On August 26, 1968, 17th Army Corps() was activated in Huayuanzhen, Xiaochang, Hubei province. Army corps commander: Zhang Zhiyin(), commissar - Zhang Zhaojian(), who was the divisional commissar of 29th Army Division during the Wuhan Incident of the Cultural Revolution.

As of its activation, the army corps was composed of:
- 29th Army Division;
- 1st Independent Division of Henan Provincial Military District, which redesignated as 50th Army Division;
- Independent Division of Hubei Provincial Military District, which redesignated as 51st Army Division.

The formation of the army corps was a result of Wuhan Incident. After the incident, the mutinous Independent Division of Hubei Provincial Military District was quickly disarmed and taken control by 15th Airborne Corps of the PLAAF and affiliated 29th Army Division that under great influence by Lin Biao. The formation of 17th Army Corps was to "strain" the "rogue" independent divisions with "modest" 29th Army Division, and was a footstep forward by the PLAAF to further Lin's influence to the PLA ground force.

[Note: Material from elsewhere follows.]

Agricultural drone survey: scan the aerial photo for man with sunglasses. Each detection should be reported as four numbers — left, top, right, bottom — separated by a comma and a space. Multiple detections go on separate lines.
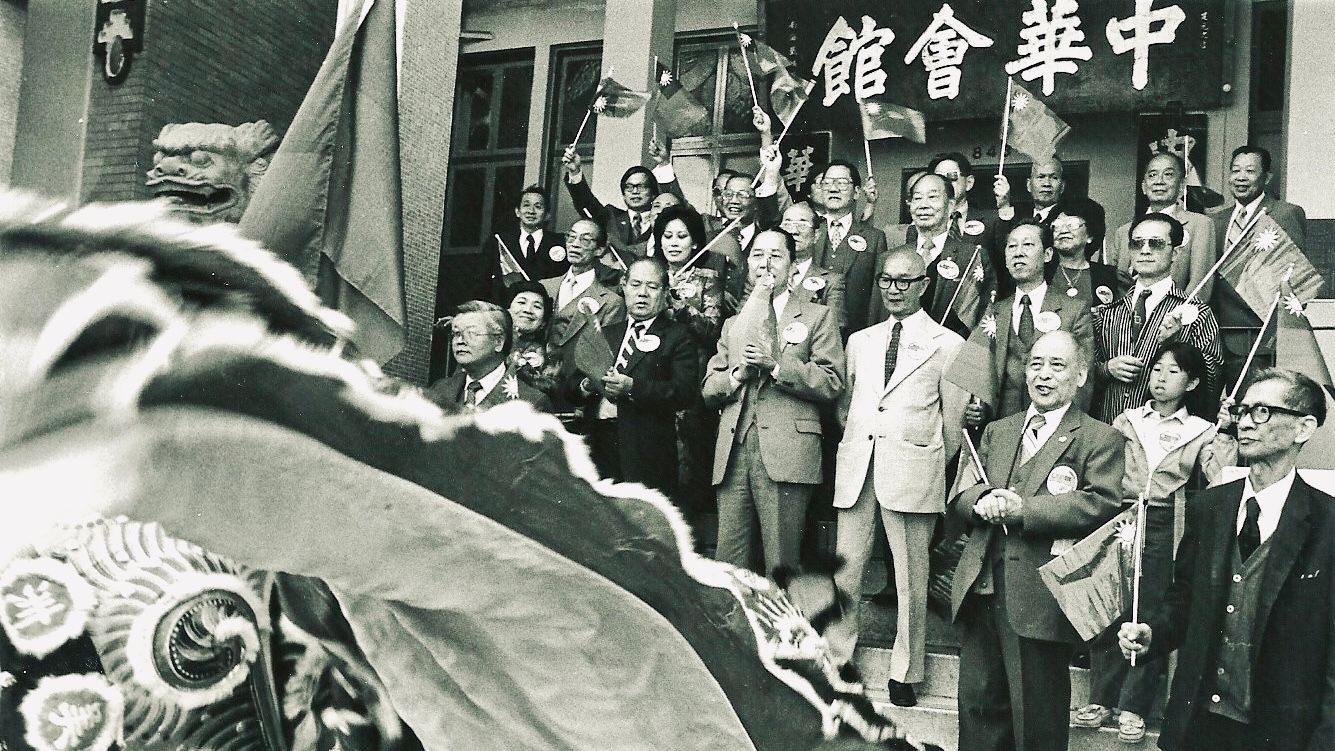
1121, 368, 1335, 751
1092, 213, 1220, 422
826, 248, 967, 707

In December 1969, 29th Army Division became 49th Army Division.

After the Lin Biao incident, all of Lin's "janissaries" were quickly put under arrest or investigation, including the corps commissar Zhang Zhaojian. In March 1973 the army corps was formally disbanded.
- 49th Army Division maintained in Xiaochang. Some sources declared that the division was renamed as Independent Division of Wuhan Military Region before it moved to Gansu and became 56th Army Division;
- 50th Army Division was reorganized as 1st Independent Division of Henan Provincial Military District;
- 51st Army Division was reorganized as Independent Division of Hubei Provincial Military District.